These pretzels are spooky, but also kinda cute if you ask my 4 year old. They’re really simple to whip up; they’re moderately sweet (white-chocolate is considerably less sweet than the yogurt ones, which are basically nothing but confectioners sugar), they last for days in an airtight container, they’re perfect for a Halloween party, and best of all, kids love making them! If you make them, I’d love to hear how they came out. Happy Halloween!!
Serves: 4 dozen
10 ounce bag of white chocolate chips
½ teaspoon coconut oil
48 whole-wheat mini pretzels, or more
Line a baking sheet with parchment paper or place a wire rack on top of baking sheet, set aside.

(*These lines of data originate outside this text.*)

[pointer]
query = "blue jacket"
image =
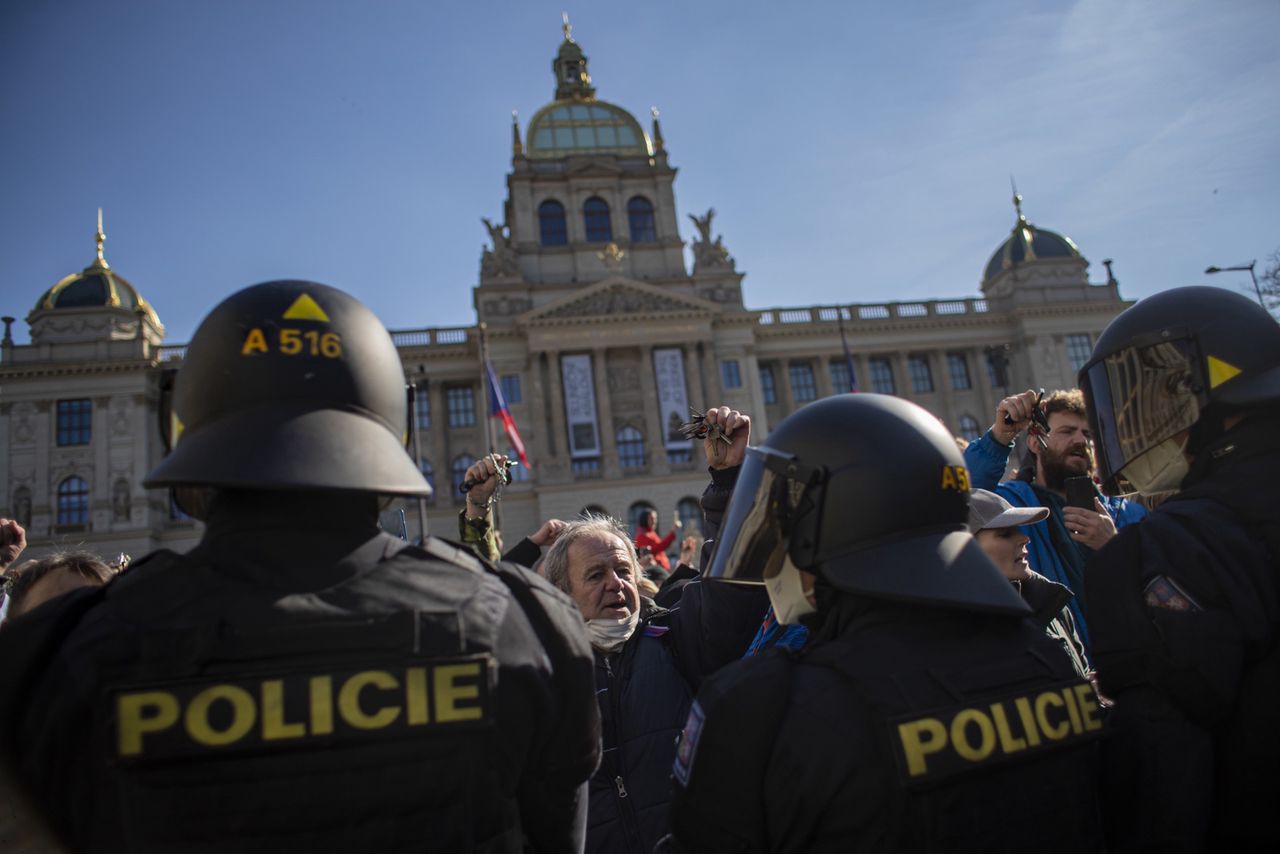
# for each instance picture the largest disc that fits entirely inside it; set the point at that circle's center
(987, 460)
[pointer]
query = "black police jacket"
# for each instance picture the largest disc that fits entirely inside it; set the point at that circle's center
(1187, 642)
(300, 681)
(899, 729)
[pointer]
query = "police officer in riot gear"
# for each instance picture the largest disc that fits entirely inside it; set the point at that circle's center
(301, 680)
(926, 713)
(1184, 394)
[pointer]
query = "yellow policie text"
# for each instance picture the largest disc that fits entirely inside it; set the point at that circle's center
(202, 717)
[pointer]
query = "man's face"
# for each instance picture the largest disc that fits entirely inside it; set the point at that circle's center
(602, 578)
(1069, 452)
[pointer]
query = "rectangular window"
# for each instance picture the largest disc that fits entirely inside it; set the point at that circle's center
(423, 407)
(730, 374)
(462, 405)
(74, 421)
(922, 378)
(993, 371)
(767, 384)
(803, 386)
(1078, 351)
(511, 388)
(840, 379)
(959, 369)
(882, 377)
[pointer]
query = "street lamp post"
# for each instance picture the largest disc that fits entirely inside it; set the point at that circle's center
(1252, 275)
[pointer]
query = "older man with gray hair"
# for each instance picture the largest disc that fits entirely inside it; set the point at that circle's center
(649, 661)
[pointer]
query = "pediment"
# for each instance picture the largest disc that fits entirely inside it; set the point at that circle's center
(618, 298)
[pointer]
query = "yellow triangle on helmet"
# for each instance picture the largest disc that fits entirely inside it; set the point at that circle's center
(305, 309)
(1220, 371)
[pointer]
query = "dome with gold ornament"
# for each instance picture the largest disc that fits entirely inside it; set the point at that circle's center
(96, 287)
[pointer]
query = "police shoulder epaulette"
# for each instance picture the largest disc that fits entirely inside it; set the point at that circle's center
(1002, 729)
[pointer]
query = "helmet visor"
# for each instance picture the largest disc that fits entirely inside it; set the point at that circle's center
(754, 538)
(1138, 397)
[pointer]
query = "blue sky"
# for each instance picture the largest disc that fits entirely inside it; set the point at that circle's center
(853, 151)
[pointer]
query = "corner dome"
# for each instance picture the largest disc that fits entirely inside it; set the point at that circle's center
(1028, 243)
(571, 127)
(95, 287)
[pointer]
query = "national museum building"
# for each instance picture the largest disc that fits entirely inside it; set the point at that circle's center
(600, 337)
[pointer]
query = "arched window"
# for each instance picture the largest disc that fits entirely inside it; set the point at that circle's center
(690, 515)
(630, 447)
(73, 502)
(640, 218)
(429, 475)
(519, 474)
(595, 218)
(458, 473)
(634, 514)
(551, 223)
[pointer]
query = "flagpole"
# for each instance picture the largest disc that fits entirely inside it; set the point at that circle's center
(488, 415)
(417, 456)
(849, 356)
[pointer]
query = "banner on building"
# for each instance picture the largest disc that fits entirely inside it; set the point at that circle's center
(576, 379)
(668, 368)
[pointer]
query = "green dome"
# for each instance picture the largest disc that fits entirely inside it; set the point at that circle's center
(1029, 243)
(568, 127)
(95, 287)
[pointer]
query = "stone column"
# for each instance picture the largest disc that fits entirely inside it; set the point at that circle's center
(901, 375)
(822, 377)
(784, 383)
(556, 394)
(604, 412)
(942, 383)
(652, 418)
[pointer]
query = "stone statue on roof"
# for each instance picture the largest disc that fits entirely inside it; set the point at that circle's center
(499, 260)
(708, 254)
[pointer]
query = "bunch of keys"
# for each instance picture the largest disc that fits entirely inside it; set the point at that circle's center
(698, 428)
(1040, 423)
(503, 476)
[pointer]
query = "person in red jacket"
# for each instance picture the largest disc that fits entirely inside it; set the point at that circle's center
(648, 538)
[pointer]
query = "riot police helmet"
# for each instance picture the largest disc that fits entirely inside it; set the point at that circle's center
(1165, 374)
(871, 493)
(289, 386)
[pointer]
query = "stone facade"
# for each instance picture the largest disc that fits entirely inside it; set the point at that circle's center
(606, 295)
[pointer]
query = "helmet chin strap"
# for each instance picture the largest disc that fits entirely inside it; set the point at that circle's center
(787, 596)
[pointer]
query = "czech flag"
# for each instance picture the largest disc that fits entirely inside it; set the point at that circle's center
(498, 409)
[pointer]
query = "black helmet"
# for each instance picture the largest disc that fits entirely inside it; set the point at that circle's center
(291, 386)
(871, 492)
(1179, 360)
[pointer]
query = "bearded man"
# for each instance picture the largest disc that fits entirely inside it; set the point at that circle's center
(1059, 548)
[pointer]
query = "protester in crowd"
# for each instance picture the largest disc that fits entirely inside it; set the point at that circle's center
(301, 680)
(13, 540)
(1060, 548)
(475, 519)
(881, 735)
(35, 583)
(997, 526)
(649, 661)
(647, 537)
(1184, 394)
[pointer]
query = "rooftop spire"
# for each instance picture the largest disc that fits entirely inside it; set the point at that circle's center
(1018, 200)
(658, 145)
(572, 82)
(101, 238)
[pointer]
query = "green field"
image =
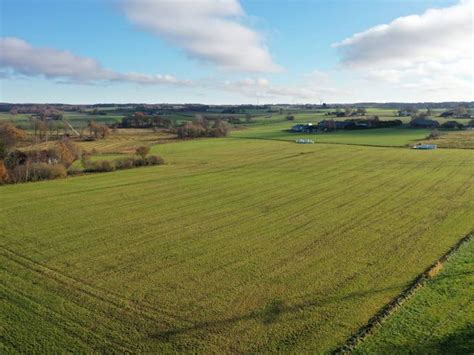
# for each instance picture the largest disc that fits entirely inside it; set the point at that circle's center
(235, 245)
(396, 137)
(438, 319)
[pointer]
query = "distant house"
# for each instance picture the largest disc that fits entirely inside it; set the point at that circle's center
(452, 125)
(426, 146)
(298, 128)
(304, 128)
(424, 123)
(447, 114)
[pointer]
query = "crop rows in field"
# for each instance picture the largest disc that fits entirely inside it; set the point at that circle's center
(438, 319)
(233, 245)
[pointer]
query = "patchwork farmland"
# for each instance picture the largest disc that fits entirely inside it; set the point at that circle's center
(234, 245)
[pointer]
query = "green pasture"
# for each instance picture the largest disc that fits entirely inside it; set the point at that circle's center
(234, 245)
(439, 319)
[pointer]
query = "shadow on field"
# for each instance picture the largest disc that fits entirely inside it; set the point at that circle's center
(277, 308)
(269, 314)
(460, 341)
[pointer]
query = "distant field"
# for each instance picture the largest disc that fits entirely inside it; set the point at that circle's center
(439, 319)
(378, 137)
(75, 118)
(121, 141)
(235, 245)
(455, 139)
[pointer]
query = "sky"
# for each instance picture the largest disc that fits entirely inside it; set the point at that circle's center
(236, 51)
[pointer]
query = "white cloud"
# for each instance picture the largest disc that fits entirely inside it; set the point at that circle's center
(22, 58)
(425, 54)
(442, 34)
(209, 30)
(263, 88)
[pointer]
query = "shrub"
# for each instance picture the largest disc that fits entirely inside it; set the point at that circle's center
(3, 173)
(98, 166)
(15, 158)
(37, 172)
(154, 160)
(124, 163)
(142, 151)
(73, 170)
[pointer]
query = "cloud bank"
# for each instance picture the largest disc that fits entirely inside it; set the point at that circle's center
(433, 52)
(208, 30)
(22, 58)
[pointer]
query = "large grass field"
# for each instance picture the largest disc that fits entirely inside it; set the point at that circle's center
(438, 319)
(235, 245)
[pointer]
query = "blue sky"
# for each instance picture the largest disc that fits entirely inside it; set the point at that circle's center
(256, 52)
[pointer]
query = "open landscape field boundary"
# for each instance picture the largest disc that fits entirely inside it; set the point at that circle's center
(392, 307)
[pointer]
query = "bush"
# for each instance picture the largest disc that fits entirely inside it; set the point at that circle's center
(37, 172)
(3, 173)
(73, 170)
(142, 151)
(124, 163)
(98, 166)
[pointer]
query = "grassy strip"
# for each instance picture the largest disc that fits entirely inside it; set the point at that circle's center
(396, 303)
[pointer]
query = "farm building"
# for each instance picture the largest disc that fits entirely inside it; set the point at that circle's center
(426, 146)
(452, 125)
(306, 128)
(424, 123)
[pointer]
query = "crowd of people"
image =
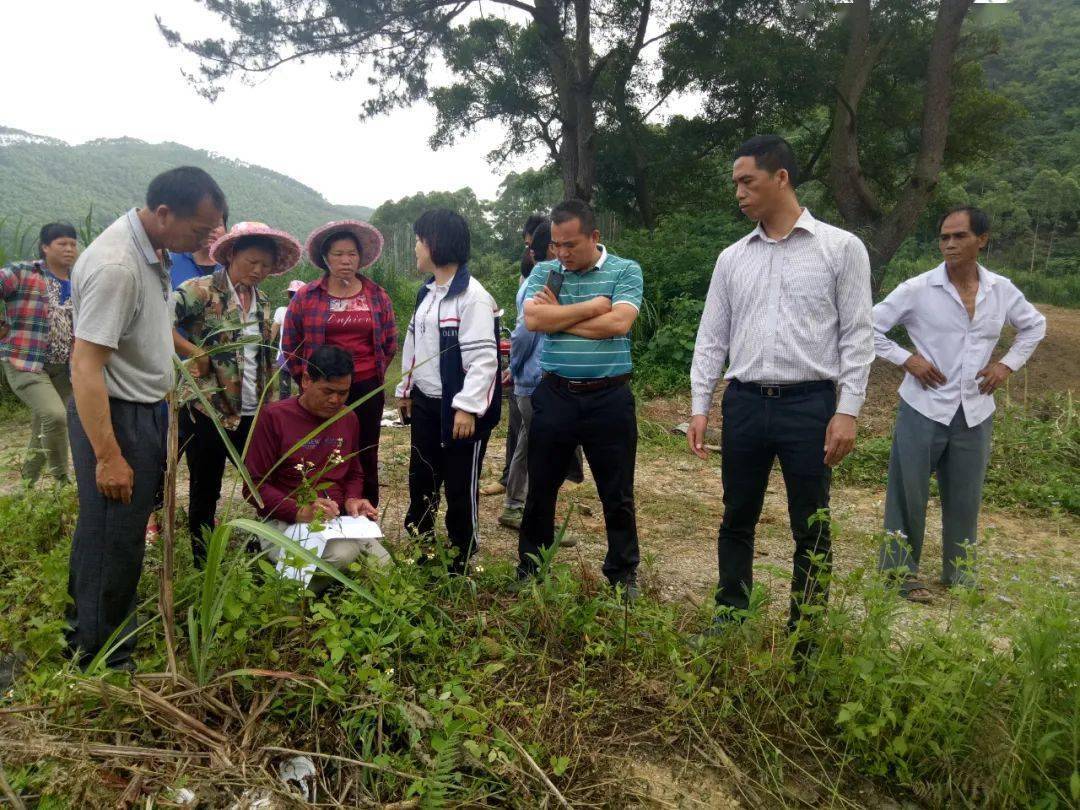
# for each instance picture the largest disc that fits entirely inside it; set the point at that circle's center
(90, 343)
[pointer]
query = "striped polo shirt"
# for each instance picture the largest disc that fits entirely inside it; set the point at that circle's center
(577, 358)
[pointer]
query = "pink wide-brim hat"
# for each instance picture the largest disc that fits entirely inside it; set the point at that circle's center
(370, 241)
(288, 247)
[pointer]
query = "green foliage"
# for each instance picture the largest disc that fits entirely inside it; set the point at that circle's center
(395, 218)
(441, 683)
(45, 179)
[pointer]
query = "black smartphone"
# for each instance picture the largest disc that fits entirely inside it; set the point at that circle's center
(554, 282)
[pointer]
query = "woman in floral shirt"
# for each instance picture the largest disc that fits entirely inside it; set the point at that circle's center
(349, 310)
(228, 321)
(36, 346)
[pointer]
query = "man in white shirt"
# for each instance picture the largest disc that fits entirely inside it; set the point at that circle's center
(788, 311)
(954, 315)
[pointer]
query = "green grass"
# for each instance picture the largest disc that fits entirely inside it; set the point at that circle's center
(443, 685)
(1035, 460)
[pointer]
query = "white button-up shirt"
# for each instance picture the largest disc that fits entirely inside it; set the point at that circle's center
(791, 310)
(960, 347)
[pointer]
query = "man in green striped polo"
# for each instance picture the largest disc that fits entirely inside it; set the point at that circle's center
(584, 397)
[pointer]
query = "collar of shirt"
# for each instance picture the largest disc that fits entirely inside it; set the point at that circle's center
(159, 260)
(597, 266)
(806, 221)
(251, 300)
(939, 278)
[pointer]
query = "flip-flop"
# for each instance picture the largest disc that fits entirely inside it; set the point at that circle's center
(915, 591)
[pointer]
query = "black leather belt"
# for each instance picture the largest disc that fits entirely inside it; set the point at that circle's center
(584, 387)
(774, 391)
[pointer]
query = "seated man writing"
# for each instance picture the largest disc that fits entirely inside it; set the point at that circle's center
(291, 490)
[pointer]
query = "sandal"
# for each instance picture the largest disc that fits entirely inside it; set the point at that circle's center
(915, 591)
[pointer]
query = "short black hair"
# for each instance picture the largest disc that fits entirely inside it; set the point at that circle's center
(328, 363)
(575, 210)
(979, 218)
(531, 223)
(256, 241)
(771, 152)
(51, 232)
(446, 234)
(183, 188)
(541, 238)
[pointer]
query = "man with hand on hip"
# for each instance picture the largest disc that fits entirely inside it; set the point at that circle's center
(954, 315)
(788, 312)
(585, 301)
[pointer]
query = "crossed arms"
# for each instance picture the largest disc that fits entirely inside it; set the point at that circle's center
(595, 319)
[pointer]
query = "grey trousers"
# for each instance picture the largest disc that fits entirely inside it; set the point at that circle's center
(109, 536)
(517, 477)
(513, 434)
(958, 455)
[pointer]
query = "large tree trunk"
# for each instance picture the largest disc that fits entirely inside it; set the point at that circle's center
(859, 205)
(585, 142)
(570, 71)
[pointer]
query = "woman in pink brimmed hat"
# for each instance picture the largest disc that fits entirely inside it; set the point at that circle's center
(347, 309)
(225, 332)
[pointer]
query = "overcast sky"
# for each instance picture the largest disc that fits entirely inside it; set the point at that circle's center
(83, 69)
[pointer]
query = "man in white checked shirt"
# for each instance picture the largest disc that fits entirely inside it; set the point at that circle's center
(788, 312)
(954, 315)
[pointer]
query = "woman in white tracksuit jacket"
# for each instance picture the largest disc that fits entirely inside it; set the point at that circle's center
(449, 385)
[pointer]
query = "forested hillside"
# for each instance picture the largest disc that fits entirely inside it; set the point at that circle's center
(42, 179)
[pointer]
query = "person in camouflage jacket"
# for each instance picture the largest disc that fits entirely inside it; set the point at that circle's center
(208, 311)
(224, 323)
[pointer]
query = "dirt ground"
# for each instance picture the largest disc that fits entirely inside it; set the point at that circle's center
(679, 497)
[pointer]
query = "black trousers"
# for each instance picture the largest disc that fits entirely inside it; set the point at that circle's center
(204, 450)
(756, 430)
(454, 467)
(370, 428)
(513, 429)
(605, 424)
(109, 542)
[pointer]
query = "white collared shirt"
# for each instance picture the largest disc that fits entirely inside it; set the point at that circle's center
(930, 308)
(790, 310)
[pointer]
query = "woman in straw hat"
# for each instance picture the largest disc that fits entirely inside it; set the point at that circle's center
(216, 311)
(347, 309)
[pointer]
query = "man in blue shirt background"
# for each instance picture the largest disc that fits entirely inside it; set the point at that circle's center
(186, 266)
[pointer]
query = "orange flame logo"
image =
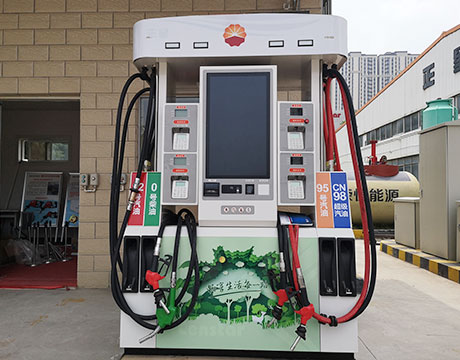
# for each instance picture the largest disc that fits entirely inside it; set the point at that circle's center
(234, 35)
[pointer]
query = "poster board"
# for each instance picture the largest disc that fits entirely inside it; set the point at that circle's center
(72, 201)
(41, 196)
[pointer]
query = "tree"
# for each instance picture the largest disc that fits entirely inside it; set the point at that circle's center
(196, 308)
(229, 304)
(238, 309)
(258, 309)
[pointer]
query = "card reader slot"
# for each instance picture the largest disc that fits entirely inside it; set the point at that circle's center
(130, 279)
(296, 187)
(179, 187)
(180, 138)
(347, 267)
(147, 247)
(296, 137)
(328, 267)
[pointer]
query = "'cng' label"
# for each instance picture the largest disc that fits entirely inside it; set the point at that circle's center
(332, 204)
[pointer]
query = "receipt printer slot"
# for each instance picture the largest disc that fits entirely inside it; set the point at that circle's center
(181, 138)
(296, 187)
(179, 187)
(296, 135)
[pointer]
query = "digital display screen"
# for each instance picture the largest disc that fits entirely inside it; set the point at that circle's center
(296, 112)
(180, 161)
(238, 111)
(180, 112)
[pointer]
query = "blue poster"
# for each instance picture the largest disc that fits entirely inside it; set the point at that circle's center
(340, 201)
(41, 196)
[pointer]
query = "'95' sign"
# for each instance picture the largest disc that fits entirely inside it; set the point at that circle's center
(332, 205)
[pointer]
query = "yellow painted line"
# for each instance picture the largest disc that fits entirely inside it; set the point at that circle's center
(416, 260)
(443, 261)
(453, 274)
(433, 266)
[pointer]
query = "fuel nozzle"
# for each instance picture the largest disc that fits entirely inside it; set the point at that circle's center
(301, 332)
(306, 314)
(153, 278)
(277, 311)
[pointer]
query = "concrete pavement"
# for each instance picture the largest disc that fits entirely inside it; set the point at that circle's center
(414, 315)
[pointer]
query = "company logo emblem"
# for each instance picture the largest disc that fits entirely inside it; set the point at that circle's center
(234, 35)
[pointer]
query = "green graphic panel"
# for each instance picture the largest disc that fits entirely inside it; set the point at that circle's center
(235, 297)
(152, 199)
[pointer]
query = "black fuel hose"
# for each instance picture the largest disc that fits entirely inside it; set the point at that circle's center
(336, 74)
(116, 238)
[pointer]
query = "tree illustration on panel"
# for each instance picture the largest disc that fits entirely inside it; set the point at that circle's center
(234, 283)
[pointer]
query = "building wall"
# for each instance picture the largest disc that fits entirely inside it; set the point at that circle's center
(83, 48)
(406, 96)
(367, 74)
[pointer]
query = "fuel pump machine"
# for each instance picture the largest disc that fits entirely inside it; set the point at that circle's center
(237, 236)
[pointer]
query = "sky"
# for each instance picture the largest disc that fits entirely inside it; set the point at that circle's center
(378, 26)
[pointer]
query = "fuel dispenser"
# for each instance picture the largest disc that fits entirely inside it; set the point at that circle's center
(237, 236)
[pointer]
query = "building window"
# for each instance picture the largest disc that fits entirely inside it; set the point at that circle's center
(398, 126)
(408, 163)
(407, 124)
(43, 150)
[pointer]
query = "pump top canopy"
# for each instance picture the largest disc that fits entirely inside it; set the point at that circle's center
(236, 36)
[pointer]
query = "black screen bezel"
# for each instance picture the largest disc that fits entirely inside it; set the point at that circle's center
(267, 174)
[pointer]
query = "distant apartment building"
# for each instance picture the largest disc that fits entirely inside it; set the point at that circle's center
(366, 75)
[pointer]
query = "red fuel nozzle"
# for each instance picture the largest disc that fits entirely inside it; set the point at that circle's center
(153, 279)
(282, 296)
(306, 313)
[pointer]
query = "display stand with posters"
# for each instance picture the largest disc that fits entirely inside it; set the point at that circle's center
(41, 197)
(71, 216)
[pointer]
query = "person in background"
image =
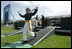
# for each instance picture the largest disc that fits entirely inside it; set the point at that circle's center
(36, 20)
(27, 26)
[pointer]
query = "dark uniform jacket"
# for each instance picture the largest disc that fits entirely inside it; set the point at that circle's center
(28, 16)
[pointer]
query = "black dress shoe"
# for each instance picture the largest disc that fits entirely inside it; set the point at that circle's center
(35, 35)
(24, 42)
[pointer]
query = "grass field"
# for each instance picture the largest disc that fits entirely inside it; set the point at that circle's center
(55, 41)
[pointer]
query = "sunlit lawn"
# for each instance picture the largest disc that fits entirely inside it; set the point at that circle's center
(55, 41)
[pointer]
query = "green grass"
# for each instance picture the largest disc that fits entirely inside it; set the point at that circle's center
(55, 41)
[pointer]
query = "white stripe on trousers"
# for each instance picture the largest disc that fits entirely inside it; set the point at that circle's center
(27, 30)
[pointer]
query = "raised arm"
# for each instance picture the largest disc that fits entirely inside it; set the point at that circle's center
(34, 11)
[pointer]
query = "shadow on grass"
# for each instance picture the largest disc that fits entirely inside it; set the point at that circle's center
(14, 45)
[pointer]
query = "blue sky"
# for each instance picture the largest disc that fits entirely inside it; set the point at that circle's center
(47, 8)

Place the white chocolate chips and the coconut oil in a glass bow and microwave for 1 minute. Give it a gentle stir and be careful not to overheat. Continue to melt in 15 second increments until chocolate is melted and stirred smooth. You can also melt over a double-boiler.
Add a few pretzels to the bowl, using a fork or dipping tool, lift pretzels out one at a time, let excess chocolate drip off, and lay on parchment paper. Continue with remaining pretzels. If chocolate begins to harden, re-heat chocolate in 15 second bursts.
Let cool until solid.
Take the black and orange cookie icing and zig-zag across each pretzel. Let cool until solid, about 2 hours. Store in an airtight container at room temperature or in the fridge for up to 1 week.